CyberTalents: Cryptography Category

Crack The Hash

A hacker leaked the below hash online.
Can you crack it to know the password of the CEO?
1ab566b9fa5c0297295743e7c2a6ec27

Solution: Reversing the MD5 gives us Iamtheflag

Guess The Password

A hacker leaked the below hash online.
Can you crack it to know the password of the CEO?
The flag is the password
Hash: 06f8aa28b9237866e3e289f18ade19e1736d809d

Solution: Reversing the SHA-1 gives us jrahyn+

Postbase

We got these letters and numbers and don't understand them. Can you?
R[corrupted]BR3tCNDUzXzYxWDdZXzRSfQ==

Solution: The trailing == looks like a BASE64 string. Let's remove R[corrupted] part and decode it. We get G{B453_61X7Y_4R}. Now, it's common sense that the complete flag would be FLAG{B453_61X7Y_4R}

Hide Data

I used to hide my data with a classic cypher, can you get the flag hidden inside?
gur synt vf 2w68lsudym Vg vf cerggl rnfl gb frr gur synt ohg pna lbh frr vg v gbbx arneyl 1 zvahgr gb rapbqr guvf jvgu EBG13 tbbq yhpx va fbyivat gung

Solution: This looks like a classic ROT13 encryption. Let's decrypt and we get the following:

the flag is 2j68yfhqlz It is pretty easy to see the flag but can you see it i took nearly 1 minute to encode this with ROT13 good luck in solving that

The flag is 2j68yfhqlz

RSA101

we received a message from our agent but we don't know how to use our key to read the message.

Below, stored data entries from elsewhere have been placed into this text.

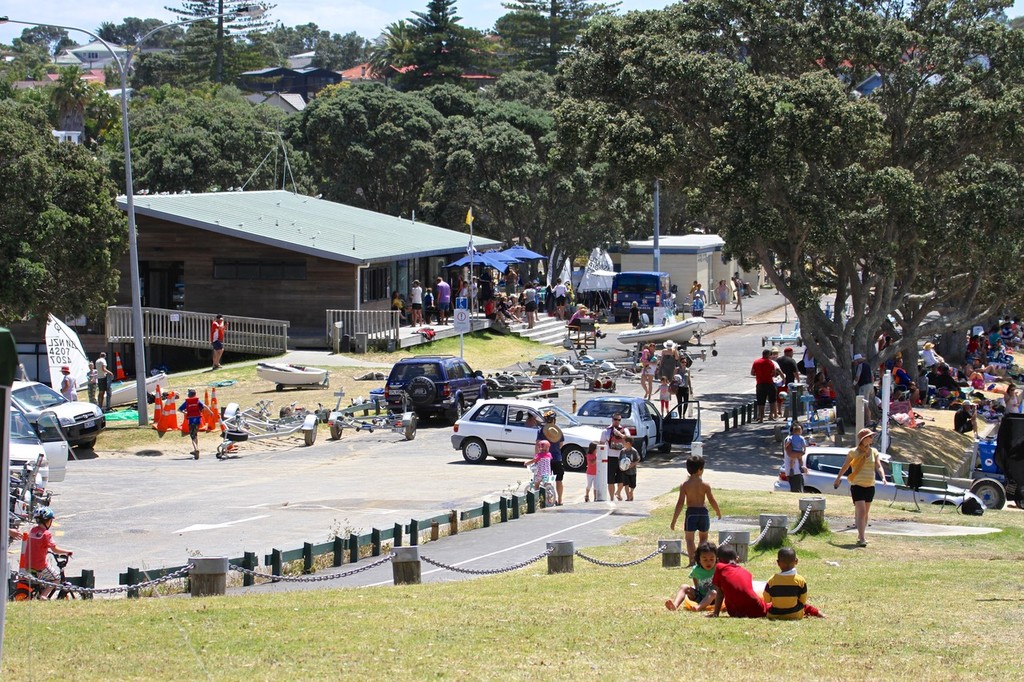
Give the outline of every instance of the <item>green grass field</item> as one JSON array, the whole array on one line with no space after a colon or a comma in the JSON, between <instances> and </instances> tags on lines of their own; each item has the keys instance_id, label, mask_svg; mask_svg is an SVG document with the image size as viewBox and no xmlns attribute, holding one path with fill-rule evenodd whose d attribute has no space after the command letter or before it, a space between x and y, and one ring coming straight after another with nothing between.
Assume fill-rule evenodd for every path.
<instances>
[{"instance_id":1,"label":"green grass field","mask_svg":"<svg viewBox=\"0 0 1024 682\"><path fill-rule=\"evenodd\" d=\"M719 494L727 517L787 512L772 493ZM648 554L671 503L623 529L631 540L587 550ZM829 514L849 515L829 498ZM7 680L195 679L1017 679L1024 616L1024 514L965 518L876 504L877 518L998 527L953 538L846 533L791 537L824 620L769 622L671 613L685 573L655 558L571 575L538 562L448 584L268 596L11 604ZM487 532L487 531L474 531ZM428 545L429 547L429 545ZM426 551L426 550L425 550ZM838 566L826 562L838 563ZM755 579L774 551L751 550Z\"/></svg>"}]
</instances>

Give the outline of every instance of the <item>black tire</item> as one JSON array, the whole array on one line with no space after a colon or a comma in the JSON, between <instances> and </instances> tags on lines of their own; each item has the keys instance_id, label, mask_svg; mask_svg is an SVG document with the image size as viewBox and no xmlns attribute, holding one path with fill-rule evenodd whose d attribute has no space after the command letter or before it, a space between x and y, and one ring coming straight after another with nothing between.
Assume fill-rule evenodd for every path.
<instances>
[{"instance_id":1,"label":"black tire","mask_svg":"<svg viewBox=\"0 0 1024 682\"><path fill-rule=\"evenodd\" d=\"M515 386L514 382L513 382L513 386ZM481 386L480 387L480 397L478 398L478 400L487 400L487 398L490 395L491 395L490 387L486 386L486 385L485 386Z\"/></svg>"},{"instance_id":2,"label":"black tire","mask_svg":"<svg viewBox=\"0 0 1024 682\"><path fill-rule=\"evenodd\" d=\"M437 385L430 377L416 377L405 387L413 405L430 405L437 398Z\"/></svg>"},{"instance_id":3,"label":"black tire","mask_svg":"<svg viewBox=\"0 0 1024 682\"><path fill-rule=\"evenodd\" d=\"M551 371L551 367L548 365L540 365L537 367L537 376L549 377L552 374L554 374L554 372Z\"/></svg>"},{"instance_id":4,"label":"black tire","mask_svg":"<svg viewBox=\"0 0 1024 682\"><path fill-rule=\"evenodd\" d=\"M28 601L32 598L32 591L24 587L14 588L14 592L11 593L11 600L13 601Z\"/></svg>"},{"instance_id":5,"label":"black tire","mask_svg":"<svg viewBox=\"0 0 1024 682\"><path fill-rule=\"evenodd\" d=\"M302 442L306 444L306 447L309 447L316 442L316 432L318 431L319 426L320 422L317 422L316 424L313 424L312 430L302 432Z\"/></svg>"},{"instance_id":6,"label":"black tire","mask_svg":"<svg viewBox=\"0 0 1024 682\"><path fill-rule=\"evenodd\" d=\"M647 439L644 438L636 444L636 451L640 453L640 461L647 459Z\"/></svg>"},{"instance_id":7,"label":"black tire","mask_svg":"<svg viewBox=\"0 0 1024 682\"><path fill-rule=\"evenodd\" d=\"M279 391L279 392L280 392L280 391L283 391L283 390L284 390L284 384L278 384L278 385L277 385L277 388L275 388L274 390L275 390L275 391Z\"/></svg>"},{"instance_id":8,"label":"black tire","mask_svg":"<svg viewBox=\"0 0 1024 682\"><path fill-rule=\"evenodd\" d=\"M455 422L462 419L462 415L464 414L466 414L466 403L462 399L462 396L459 396L455 399L455 406L448 412L448 421L450 421L452 426L454 426Z\"/></svg>"},{"instance_id":9,"label":"black tire","mask_svg":"<svg viewBox=\"0 0 1024 682\"><path fill-rule=\"evenodd\" d=\"M784 440L786 440L785 428L783 428L780 424L776 424L775 425L775 442L776 443L781 443Z\"/></svg>"},{"instance_id":10,"label":"black tire","mask_svg":"<svg viewBox=\"0 0 1024 682\"><path fill-rule=\"evenodd\" d=\"M569 471L586 471L587 455L576 445L562 448L562 464Z\"/></svg>"},{"instance_id":11,"label":"black tire","mask_svg":"<svg viewBox=\"0 0 1024 682\"><path fill-rule=\"evenodd\" d=\"M820 495L821 494L821 491L818 490L817 488L808 488L807 486L804 486L804 492L808 493L808 494L811 494L811 495Z\"/></svg>"},{"instance_id":12,"label":"black tire","mask_svg":"<svg viewBox=\"0 0 1024 682\"><path fill-rule=\"evenodd\" d=\"M419 420L416 418L416 415L413 414L412 419L410 419L409 423L405 425L405 439L406 440L413 440L414 438L416 438L416 422L417 421L419 421Z\"/></svg>"},{"instance_id":13,"label":"black tire","mask_svg":"<svg viewBox=\"0 0 1024 682\"><path fill-rule=\"evenodd\" d=\"M94 447L96 447L96 439L95 438L90 438L88 440L83 440L81 443L78 443L77 445L75 445L75 447L76 448L85 448L86 450L92 450Z\"/></svg>"},{"instance_id":14,"label":"black tire","mask_svg":"<svg viewBox=\"0 0 1024 682\"><path fill-rule=\"evenodd\" d=\"M331 424L331 440L341 440L341 434L344 432L340 424Z\"/></svg>"},{"instance_id":15,"label":"black tire","mask_svg":"<svg viewBox=\"0 0 1024 682\"><path fill-rule=\"evenodd\" d=\"M479 438L462 441L462 459L470 464L481 464L487 459L487 446Z\"/></svg>"},{"instance_id":16,"label":"black tire","mask_svg":"<svg viewBox=\"0 0 1024 682\"><path fill-rule=\"evenodd\" d=\"M658 446L658 452L660 452L663 455L667 455L668 453L672 452L672 443L662 443L661 445Z\"/></svg>"},{"instance_id":17,"label":"black tire","mask_svg":"<svg viewBox=\"0 0 1024 682\"><path fill-rule=\"evenodd\" d=\"M971 492L981 498L985 509L1002 509L1006 506L1006 488L994 478L979 478L971 485Z\"/></svg>"}]
</instances>

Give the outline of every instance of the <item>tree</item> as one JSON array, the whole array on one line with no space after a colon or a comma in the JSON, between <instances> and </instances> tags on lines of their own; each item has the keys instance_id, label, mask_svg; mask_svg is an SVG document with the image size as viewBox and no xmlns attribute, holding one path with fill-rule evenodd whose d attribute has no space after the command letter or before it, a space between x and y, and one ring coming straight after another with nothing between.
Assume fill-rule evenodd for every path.
<instances>
[{"instance_id":1,"label":"tree","mask_svg":"<svg viewBox=\"0 0 1024 682\"><path fill-rule=\"evenodd\" d=\"M93 90L82 80L77 66L65 66L58 72L57 83L51 91L57 110L58 130L85 131L85 109L92 99Z\"/></svg>"},{"instance_id":2,"label":"tree","mask_svg":"<svg viewBox=\"0 0 1024 682\"><path fill-rule=\"evenodd\" d=\"M594 17L614 13L620 2L587 0L512 0L495 31L511 50L512 63L525 70L553 74Z\"/></svg>"},{"instance_id":3,"label":"tree","mask_svg":"<svg viewBox=\"0 0 1024 682\"><path fill-rule=\"evenodd\" d=\"M108 43L115 45L137 45L147 33L159 28L165 22L160 19L139 19L138 17L125 17L120 24L111 21L104 21L96 29L96 35ZM181 26L164 28L146 40L146 47L169 48L173 47L185 35Z\"/></svg>"},{"instance_id":4,"label":"tree","mask_svg":"<svg viewBox=\"0 0 1024 682\"><path fill-rule=\"evenodd\" d=\"M18 49L19 42L25 45L39 45L46 48L51 57L56 57L61 50L76 45L68 32L55 26L31 26L21 32L21 38L14 39L14 48Z\"/></svg>"},{"instance_id":5,"label":"tree","mask_svg":"<svg viewBox=\"0 0 1024 682\"><path fill-rule=\"evenodd\" d=\"M246 189L281 187L284 159L276 133L284 126L284 112L252 106L234 86L192 92L165 86L142 94L131 104L137 189L207 192L243 185ZM109 135L108 142L111 174L121 178L120 135ZM299 190L312 190L305 157L287 142L284 146Z\"/></svg>"},{"instance_id":6,"label":"tree","mask_svg":"<svg viewBox=\"0 0 1024 682\"><path fill-rule=\"evenodd\" d=\"M440 114L415 95L376 83L331 86L303 111L296 143L309 154L325 198L411 215L440 126Z\"/></svg>"},{"instance_id":7,"label":"tree","mask_svg":"<svg viewBox=\"0 0 1024 682\"><path fill-rule=\"evenodd\" d=\"M410 24L404 20L388 24L370 47L370 71L376 76L390 78L393 75L392 66L402 67L413 63L414 47Z\"/></svg>"},{"instance_id":8,"label":"tree","mask_svg":"<svg viewBox=\"0 0 1024 682\"><path fill-rule=\"evenodd\" d=\"M1024 43L1005 5L702 0L595 21L560 130L620 178L663 178L763 265L849 419L854 353L916 353L991 314L986 290L1020 291ZM984 253L950 254L961 231ZM889 316L904 340L878 354Z\"/></svg>"},{"instance_id":9,"label":"tree","mask_svg":"<svg viewBox=\"0 0 1024 682\"><path fill-rule=\"evenodd\" d=\"M313 66L329 71L344 71L366 61L370 43L355 31L324 35L316 43Z\"/></svg>"},{"instance_id":10,"label":"tree","mask_svg":"<svg viewBox=\"0 0 1024 682\"><path fill-rule=\"evenodd\" d=\"M41 108L0 100L0 325L99 314L117 291L128 230L116 188L50 127Z\"/></svg>"},{"instance_id":11,"label":"tree","mask_svg":"<svg viewBox=\"0 0 1024 682\"><path fill-rule=\"evenodd\" d=\"M227 54L233 45L232 32L244 34L247 31L259 30L270 25L270 22L263 17L224 17L225 12L237 12L243 8L250 7L252 3L244 0L182 0L181 7L165 7L169 12L174 12L182 19L196 19L202 17L216 17L213 19L214 31L212 35L204 31L193 33L191 29L197 28L196 24L186 34L186 43L193 53L208 52L212 46L212 70L211 79L214 83L225 81L225 63ZM264 5L263 9L270 11L277 5Z\"/></svg>"},{"instance_id":12,"label":"tree","mask_svg":"<svg viewBox=\"0 0 1024 682\"><path fill-rule=\"evenodd\" d=\"M440 83L462 83L468 63L466 29L455 14L455 0L430 0L426 12L413 12L412 64L398 78L401 87L419 90Z\"/></svg>"}]
</instances>

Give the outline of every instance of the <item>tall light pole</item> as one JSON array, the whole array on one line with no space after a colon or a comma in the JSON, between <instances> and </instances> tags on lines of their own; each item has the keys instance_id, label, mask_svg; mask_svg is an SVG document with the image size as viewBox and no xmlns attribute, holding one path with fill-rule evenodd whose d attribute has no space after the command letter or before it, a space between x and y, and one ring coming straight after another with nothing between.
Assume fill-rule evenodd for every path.
<instances>
[{"instance_id":1,"label":"tall light pole","mask_svg":"<svg viewBox=\"0 0 1024 682\"><path fill-rule=\"evenodd\" d=\"M142 49L142 44L149 39L154 33L163 31L166 28L172 28L174 26L185 26L187 24L194 24L197 21L207 21L210 19L223 19L224 17L259 17L266 10L259 5L252 5L248 7L240 7L233 12L224 12L222 14L211 14L205 17L195 17L193 19L186 19L184 21L176 21L170 24L164 24L157 26L146 35L139 38L139 40L132 46L132 49L128 50L122 61L117 56L117 52L114 51L113 46L107 41L100 38L92 31L87 31L84 28L78 28L76 26L60 26L57 24L46 24L42 22L34 21L18 21L16 19L9 19L8 17L0 17L0 24L21 24L22 26L47 26L49 28L59 28L64 31L78 31L84 33L93 40L102 43L103 47L107 48L107 52L110 53L111 59L117 64L118 74L121 76L121 133L124 143L124 188L125 188L125 199L128 204L128 265L131 273L131 285L132 285L132 342L135 346L135 398L138 401L138 412L139 412L139 426L145 426L149 423L149 410L146 407L147 396L146 396L146 347L145 347L145 335L142 329L142 289L139 284L139 240L138 235L135 232L135 183L132 180L132 148L129 141L128 134L128 72L131 67L132 59Z\"/></svg>"}]
</instances>

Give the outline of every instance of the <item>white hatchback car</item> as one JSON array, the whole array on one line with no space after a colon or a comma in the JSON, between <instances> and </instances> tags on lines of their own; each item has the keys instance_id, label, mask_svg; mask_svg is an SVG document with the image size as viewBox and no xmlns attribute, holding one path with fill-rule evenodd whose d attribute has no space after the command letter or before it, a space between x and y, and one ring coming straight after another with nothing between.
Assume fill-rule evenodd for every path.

And a zip file is given. Solution: We're get an RSA private key, and a ciphertext. Let's use openssl to decrypt it using the terminal.

openssl rsautl -decrypt -in cipher -out plain -inkey key.pem

And, we get the flag: flag{RSA_nice_try}

Up

We're given the message:

Every time you go up you will gain one ballon
ejxc{T0nY0J_BsUMS4}

Solution: By hunch, we can map ejxc to flag by adding their position in the string to themselves. After mapping each alphabetic character, we get: flag{Y0uG0T_MeHAH4}

Hash3rror

we got this corrupted hash password from a Pcap file with a note (password = sha-1(hash-result)).
HASH:77be5d24ed2e3e590045e1d6o7e84i50d2799c19f48ede46804a8734e287df120f

Solution: Look at the hash 77be5d24ed2e3e590045e1d6o7e84i50d2799c19f48ede46804a8734e287df120f

It's basically in hex format, right? But no, it has two illegal characters: o and i. Let's remove that. Now, it's 64 characters long, which is the length of a sha-256 hash.

We get the plaintext s3cr3tpassword. Now, as per instruction, we've to sha-1 encrypt it. After encryption, we get 83874343435092cb681c0d558a84bfeb389c32ed. That's our solution.